La condition principale c’est la solitude, c’est à dire la possibilité de rentrer à l’intérieur de soi-même sans être interrompu, ni par une personne ni par une sonnerie de téléphone. J’ai du mal à peindre si je discute en même temps, c’est comme au volant, il y a plein de moments qui demandent toute l’attention. La réflexion peut durer longtemps car il y a beaucoup de paramètres qui s’additionnent, d’ordre purement pragmatique ou d’élévation mentale. Si je suis interrompue par surprise, cela peut même être perçu malgré moi comme une agression car le retour à la réalité n’est pas souhaité. De toute façon, ce retour sera lent et progressif avec une humeur lunatique au rendez-vous. En revanche, il y a des compagnons habituellement présents comme la musique ou certains podcasts à condition qu’ils ne soient pas trop intéressants sinon il faut s’interrompre pour prendre des notes! Ce qui est sûr, c’est que la maturation de l’idée du tableau prend souvent plus de temps que la réalisation elle-même, et je peux passer beaucoup de temps à tourner autour du pot, surtout au démarrage. Une fois que le processus est lancé, c’est difficile de s’arrêter et j’entre dans le vortex d’un temps hors du monde où les prises de décision et de risques peuvent s’enchaîner ou laisser place parfois à un plaisir plus machinal. Surtout, il me faut un maximum de matériel et d’outils à disposition car je peux avoir le besoin impératif d’un élément non envisagé au départ.

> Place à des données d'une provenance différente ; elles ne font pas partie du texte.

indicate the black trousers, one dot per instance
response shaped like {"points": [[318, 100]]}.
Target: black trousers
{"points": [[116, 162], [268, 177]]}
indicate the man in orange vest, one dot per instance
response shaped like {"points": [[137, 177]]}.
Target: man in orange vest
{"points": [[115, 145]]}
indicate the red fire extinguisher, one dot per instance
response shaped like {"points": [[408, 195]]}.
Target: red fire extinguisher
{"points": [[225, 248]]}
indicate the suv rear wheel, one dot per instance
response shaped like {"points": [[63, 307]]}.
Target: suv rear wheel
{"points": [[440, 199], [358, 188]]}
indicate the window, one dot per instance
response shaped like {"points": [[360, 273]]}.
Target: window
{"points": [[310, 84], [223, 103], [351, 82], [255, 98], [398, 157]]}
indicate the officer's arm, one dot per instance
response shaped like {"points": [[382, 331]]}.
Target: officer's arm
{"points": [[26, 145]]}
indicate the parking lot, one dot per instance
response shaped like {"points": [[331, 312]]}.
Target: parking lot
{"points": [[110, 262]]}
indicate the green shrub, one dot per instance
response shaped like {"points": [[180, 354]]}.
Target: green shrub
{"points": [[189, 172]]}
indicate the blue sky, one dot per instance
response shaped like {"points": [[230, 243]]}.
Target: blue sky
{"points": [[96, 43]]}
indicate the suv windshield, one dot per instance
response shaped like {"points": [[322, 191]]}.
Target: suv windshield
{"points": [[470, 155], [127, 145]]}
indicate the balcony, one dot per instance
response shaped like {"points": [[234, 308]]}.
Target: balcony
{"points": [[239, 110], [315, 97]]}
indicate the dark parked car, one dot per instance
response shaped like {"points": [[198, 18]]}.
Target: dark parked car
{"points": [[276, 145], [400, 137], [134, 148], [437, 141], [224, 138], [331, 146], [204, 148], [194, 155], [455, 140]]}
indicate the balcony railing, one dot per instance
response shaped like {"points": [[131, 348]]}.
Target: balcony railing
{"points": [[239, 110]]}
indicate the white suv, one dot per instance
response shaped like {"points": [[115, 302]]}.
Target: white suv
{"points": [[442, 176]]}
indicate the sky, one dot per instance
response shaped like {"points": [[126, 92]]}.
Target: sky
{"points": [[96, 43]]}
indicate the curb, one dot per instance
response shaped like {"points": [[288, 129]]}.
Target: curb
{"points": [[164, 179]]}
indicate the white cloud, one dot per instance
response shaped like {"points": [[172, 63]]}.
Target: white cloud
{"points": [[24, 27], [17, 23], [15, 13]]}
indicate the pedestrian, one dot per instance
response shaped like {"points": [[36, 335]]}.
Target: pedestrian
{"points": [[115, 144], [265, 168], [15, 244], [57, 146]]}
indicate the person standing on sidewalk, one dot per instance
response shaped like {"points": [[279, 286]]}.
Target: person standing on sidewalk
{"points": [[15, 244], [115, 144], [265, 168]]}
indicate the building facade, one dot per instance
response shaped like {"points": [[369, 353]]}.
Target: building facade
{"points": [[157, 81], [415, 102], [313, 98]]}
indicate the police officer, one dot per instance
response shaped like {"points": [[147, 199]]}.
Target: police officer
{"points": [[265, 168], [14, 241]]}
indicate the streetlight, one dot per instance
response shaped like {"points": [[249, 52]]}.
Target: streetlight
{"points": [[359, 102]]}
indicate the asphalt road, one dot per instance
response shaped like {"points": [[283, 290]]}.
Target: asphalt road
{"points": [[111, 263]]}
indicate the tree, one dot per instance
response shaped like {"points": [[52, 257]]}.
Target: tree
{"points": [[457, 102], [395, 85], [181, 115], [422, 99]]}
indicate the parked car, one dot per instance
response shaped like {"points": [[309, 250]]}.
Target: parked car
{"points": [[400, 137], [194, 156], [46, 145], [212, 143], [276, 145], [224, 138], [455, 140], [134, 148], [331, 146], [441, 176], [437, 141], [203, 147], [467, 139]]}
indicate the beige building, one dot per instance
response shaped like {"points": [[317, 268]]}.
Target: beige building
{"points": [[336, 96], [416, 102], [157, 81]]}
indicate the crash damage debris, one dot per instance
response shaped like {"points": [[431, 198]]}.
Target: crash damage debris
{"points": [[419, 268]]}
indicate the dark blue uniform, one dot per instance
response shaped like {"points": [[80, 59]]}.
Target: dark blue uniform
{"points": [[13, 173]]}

Peux-tu me parler de ton expérience de l’Atelier Matis que tu as mis en place ? L’art des enfants, grande découverte du XXe siècle, t’inspire-t-il ?

Je me suis demandée comment je pouvais apporter ma pierre à l’édifice pour me sentir utile à cette époque et créer un enrichissement mutuel. Il m’est apparu évident de commencer par le début, c’est à dire l’enfance, là où tout se joue pour la vie à venir selon moi. C’est mon tempérament entrepreneur qui m’a poussée à créer une association et un atelier, et c’est le souvenir heureux de ma propre enfance qui m’a orientée vers une transmission plutôt qu’un enseignement, vers la réalisation de soi plutôt que l’évaluation de dites compétences ou potentiels, vers une expérience ludique plutôt que vers un savoir académique. D’abord parce que les écoles formatent et brident suffisamment les enfants, ensuite parce qu’il est primordial de laisser la personnalité et l’esprit critique se développer tout en l’encourageant. La ligne directrice pour résumer : petit effectif de 4 enfants par cours, tous âges confondus à partir de 5ans, techniques accessibles à tous : dessins, peintures, gravures, mosaïques, encadrements, stop-motion, collages, reliures, pochoirs etc. avec une approche et des références contemporaines ou pas. (à découvrir en détail sur https://www.elimironenko.com/portfolio-category/ateliermatis/). 

Depuis mon retour à Paris ce projet est en veille mais il est exportable et ouvert à toute proposition de collaboration. 

L’art des enfants, l’art des fous, l’art naïf ou primitif, selon moi, c’est l’art pour l’art en ce sens qu’il est dénué de toute attente spéculative ou intention intéressée, il témoigne d’un état possible de l’âme dans un monde unique et intérieur dont l’auteur seul est possesseur. Ainsi, toutes les créations que tu n’as pas enfantées resteront dans le néant et personne ne pourra les faire à ta place ni même en imaginer un soupçon. Et pourtant, je disais au début de l’interview que l’on n’inventait rien…

Comme dit le proverbe hassidique « Si tu cherches un sens à la vie, tu en trouveras un, mais tu deviendras l’esclave de ta réponse. »

Samedi 4 janvier 2020

Elisabeth Mironenko-Blankoff
Née à Paris en 1992
Diplômée de l’Ecole Nationale Supérieure des Arts Appliqués et Métiers d’Arts (ENSAAMA Olivier-de-Serres) de Paris.